Breathe Easy: Improving Your Home’s Indoor Air Quality
Unfortunately, allergies are a part of spending time outdoors, and many homeowners find their breathing troubles tend to persist even when indoors. Whether it's a stuffy nose or a persistent cough, your symptoms can keep you from doing the things you love with your family. To breathe easier and enjoy your summer to the fullest, begin your fight on allergens by improving your home's indoor air quality.
Decrease the Amount of Clutter
While your pile of books may not seem to cause your home any problems, over time, they'll collect dust that gets recycled through your ventilation system. Clutter scattered about your home can trap this dust, which makes it easier to trigger an allergic reaction. Even if you clean your home regularly, these nooks of dust can evade your detection and build up. Learning to let go of this clutter will eliminate the dusty parts of your home and will dramatically reduce the number of allergens floating in your vents.
Clearing these extra items also gives you more usable space within your home. This will make it more apparent when your home needs to be cleaned and you'll reduce your allergy symptoms.
Keep Your Home Clean
Once the clutter is removed, the amount of dust in your home should decrease. It's important, however, to keep up with the home's regular cleanings if you want to keep it from building up again. In addition to vacuuming and dusting, this process should also include the regular washings of most fabrics in the home. Some of these items are your bedding, drapes, towels, and couch pillows.
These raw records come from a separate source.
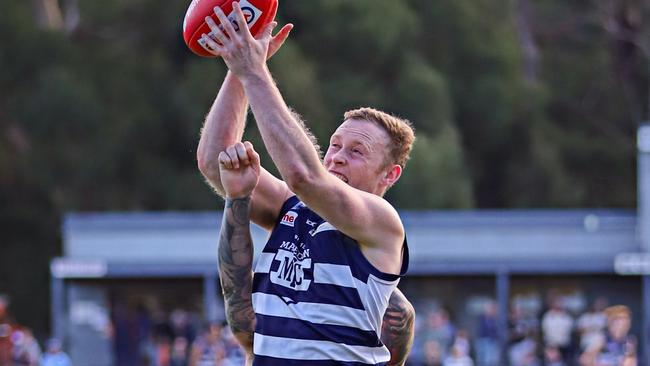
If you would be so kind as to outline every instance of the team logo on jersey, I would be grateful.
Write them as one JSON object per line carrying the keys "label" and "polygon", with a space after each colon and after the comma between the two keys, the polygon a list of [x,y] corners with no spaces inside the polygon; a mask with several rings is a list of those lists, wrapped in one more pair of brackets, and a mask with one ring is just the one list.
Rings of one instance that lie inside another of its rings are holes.
{"label": "team logo on jersey", "polygon": [[287,211],[287,213],[282,216],[282,221],[280,221],[280,224],[293,227],[296,224],[297,218],[298,214],[296,212]]}
{"label": "team logo on jersey", "polygon": [[311,280],[305,278],[305,270],[311,270],[309,254],[304,243],[283,241],[274,258],[280,266],[270,272],[271,282],[296,291],[307,291],[311,284]]}

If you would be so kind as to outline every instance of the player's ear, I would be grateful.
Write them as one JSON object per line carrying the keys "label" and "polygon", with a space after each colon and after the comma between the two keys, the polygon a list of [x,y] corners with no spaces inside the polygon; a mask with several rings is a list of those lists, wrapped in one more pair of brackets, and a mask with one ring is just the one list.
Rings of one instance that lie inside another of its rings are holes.
{"label": "player's ear", "polygon": [[387,186],[392,186],[402,176],[402,167],[397,164],[391,164],[384,171],[384,182]]}

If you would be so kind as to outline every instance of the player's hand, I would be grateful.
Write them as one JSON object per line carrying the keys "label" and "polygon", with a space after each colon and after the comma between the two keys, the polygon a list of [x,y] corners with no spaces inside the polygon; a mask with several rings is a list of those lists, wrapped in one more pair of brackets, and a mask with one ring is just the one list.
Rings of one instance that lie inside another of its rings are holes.
{"label": "player's hand", "polygon": [[[263,72],[270,51],[271,33],[277,23],[271,22],[267,24],[260,32],[259,38],[254,38],[248,27],[243,26],[246,24],[246,19],[238,2],[233,2],[233,12],[235,22],[230,22],[223,10],[220,7],[215,7],[214,13],[221,22],[221,26],[217,26],[212,17],[209,16],[205,17],[205,21],[210,27],[211,34],[219,43],[206,34],[201,36],[201,40],[214,50],[215,54],[223,58],[228,68],[235,75],[243,79]],[[278,41],[281,41],[281,38]]]}
{"label": "player's hand", "polygon": [[260,179],[260,156],[249,141],[219,153],[221,184],[228,198],[248,197]]}

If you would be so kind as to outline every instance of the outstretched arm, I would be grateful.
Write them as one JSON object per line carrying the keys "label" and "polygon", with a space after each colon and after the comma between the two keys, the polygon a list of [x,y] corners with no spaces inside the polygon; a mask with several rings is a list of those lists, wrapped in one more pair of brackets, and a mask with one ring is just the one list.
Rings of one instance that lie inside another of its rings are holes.
{"label": "outstretched arm", "polygon": [[381,325],[381,341],[390,351],[388,365],[404,365],[413,345],[415,309],[404,294],[395,289]]}
{"label": "outstretched arm", "polygon": [[[267,58],[273,56],[280,49],[292,27],[293,25],[288,24],[271,37]],[[225,197],[226,192],[221,183],[217,157],[228,146],[241,141],[247,110],[248,99],[242,83],[231,71],[228,71],[205,118],[196,154],[201,174],[221,197]],[[262,170],[260,184],[256,187],[256,194],[251,206],[252,220],[267,229],[272,226],[287,191],[288,188],[284,182],[266,170]]]}
{"label": "outstretched arm", "polygon": [[[276,12],[277,4],[271,9],[271,19],[275,18]],[[278,34],[271,37],[266,58],[271,58],[282,47],[292,28],[292,24],[287,24]],[[219,56],[217,53],[214,55]],[[217,156],[226,147],[241,141],[247,110],[248,99],[244,88],[239,79],[231,71],[228,71],[205,118],[196,152],[199,170],[222,197],[225,197],[225,192],[219,178]]]}
{"label": "outstretched arm", "polygon": [[[238,22],[245,22],[238,3],[233,3],[233,8]],[[399,216],[383,198],[345,184],[323,166],[267,68],[265,55],[274,24],[255,39],[245,27],[237,32],[221,9],[215,8],[215,13],[224,25],[223,30],[208,19],[206,22],[220,44],[207,35],[202,39],[222,55],[228,68],[241,80],[266,149],[289,189],[362,247],[378,248],[377,262],[373,264],[379,264],[378,268],[385,272],[397,273],[399,263],[385,258],[397,257],[404,241]]]}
Cleaning these fabrics is especially key when you have pets. Like dust, pet dander can get caught in the fabric around your home and release into the air when you compress it. Just like with your bedding, be sure to take some time to wash your pet's bed and fabric toys to prevent the growth of bacteria.
Monitor the Humidity
The amount of moisture in the air can also play a role in a home's air quality. Damp environments allow mold and dust mites to thrive and make the air in your home musty as a result. To keep them under control, it's recommended that you regulate the humidity to fall between 30 percent and 50 percent. This range will allow enough moisture for your skin to remain healthy and keep contaminants from multiplying. Using a dehumidifier in the summer, and a humidifier in the winter, will grant you control of your home's humidity, so long as you monitor the current percentages as you use them.
Use an Air Purifier
If you want to further improve the air quality of your home, a great way to do so is to invest in an air purifier. By placing these filters in the most used sections of the house, you'll gain control over how many allergens get carried throughout the remainder of the home. You might want to consider placing them in areas like the living room, basement, and bedroom. These areas usually have the most traffic and will often have the most contaminants settling on the surfaces.